PAUL HOMEWOOD
Is Kemi Badenoch’s pledge to abolish Net Zero all it seems?
The strategy seems to be focussed around the fact that the Climate Change Act has increased our energy bills, and will carry on making them even higher.
Their plan then is to replace binding emissions targets with an energy policy designed to bring down costs.
But there is little of real substance in their programme itself:
Indeed there remains an intention to reduce emissions and remain in the Paris Agreement.
So is this merely window dressing, intended to fool the public? Will we just carry on as before, but just at a slightly slower pace?
What we need now is some meat putting on the bones. While details will remain to be sorted out, there are some fundamental questions that the public deserve answers to:
1) Will the 2030 ban on petrol/diesel cars be abolished, not just delayed? Will the Zero Emission Vehicle mandates be dropped?
2) Will the Tories promise never to ban gas boilers?
3) What action will be taken to cut existing subsidies for renewables?
4) Will subsidies be ended for all future renewable schemes?
5) What action will be taken to provide a reserve of dispatchable power capacity, vital if we are to avoid blackouts?
6) Will DESNZ be shut? Will Ed Miliband’s spending plans be cancelled?
7) Will all government spending on Net Zero be ended?
8) Will the UK Emissions Trading Scheme be abolished?
If Kemi Badenoch cannot commit to these perfectly reasonable requests, it is hard to see how we will be any better off.
The biggest problem that will face any new government in 2029 is that by then much of the damage done by Miliband will be nigh irreversible.
CfDs signed up in the next four years will add billions more to the subsidy bill. Grid upgrades costing £80 billion will be in progress or completed, all of which we will have to foot the bill for.
The motor industry will be wrecked by EV targets and Miliband’s crazy plan to spend £22 billion on carbon capture may well be cast in stone by then.

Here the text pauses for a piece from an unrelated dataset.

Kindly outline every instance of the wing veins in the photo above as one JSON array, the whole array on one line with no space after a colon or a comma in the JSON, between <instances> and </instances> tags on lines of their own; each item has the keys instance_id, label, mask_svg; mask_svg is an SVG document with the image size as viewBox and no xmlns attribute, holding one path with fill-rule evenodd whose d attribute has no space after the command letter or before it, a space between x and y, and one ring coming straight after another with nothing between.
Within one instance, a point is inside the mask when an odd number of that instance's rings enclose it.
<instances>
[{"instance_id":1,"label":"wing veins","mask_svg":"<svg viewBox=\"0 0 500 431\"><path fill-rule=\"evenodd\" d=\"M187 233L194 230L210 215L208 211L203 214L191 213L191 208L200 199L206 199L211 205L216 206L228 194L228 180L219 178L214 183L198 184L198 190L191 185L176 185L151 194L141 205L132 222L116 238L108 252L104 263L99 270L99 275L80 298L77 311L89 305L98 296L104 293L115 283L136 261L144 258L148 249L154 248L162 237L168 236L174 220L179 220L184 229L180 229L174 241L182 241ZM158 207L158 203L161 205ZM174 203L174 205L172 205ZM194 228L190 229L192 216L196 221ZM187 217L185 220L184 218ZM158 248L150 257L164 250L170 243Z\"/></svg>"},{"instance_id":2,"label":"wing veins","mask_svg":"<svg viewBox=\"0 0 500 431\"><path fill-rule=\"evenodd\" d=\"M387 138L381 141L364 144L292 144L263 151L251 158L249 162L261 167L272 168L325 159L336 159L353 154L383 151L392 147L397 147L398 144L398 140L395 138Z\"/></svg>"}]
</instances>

That is why there now needs top be a full accounting by the Conservatives of just how much we are paying for Net Zero. The figures are already out there, officially calculated by the OBR and OFGEM, so there is no need for any lengthy study.
As I and others, such as John Constable and Kathryn Porter, have shown, the cost is of the order of £20 billion a year or more. And this is just the cost added to our electricity bills because of Net Zero. There are other substantial costs coming our way via EVs, heat pumps, the deindustrialisation of the economy and hundreds of billions of government expenditure.
And as NESO have stated publicly, Labour’s 2030 Clean Power Plan will significantly increase the cost of electricity yet further.
These costs have been deliberately kept hidden from voters for years. But they are essential if we are to have a rational debate about climate policy.
These revelations will be hugely embarrassing for the Tories, as most of them are the direct consequence Conservative Government policy since the Cameron era.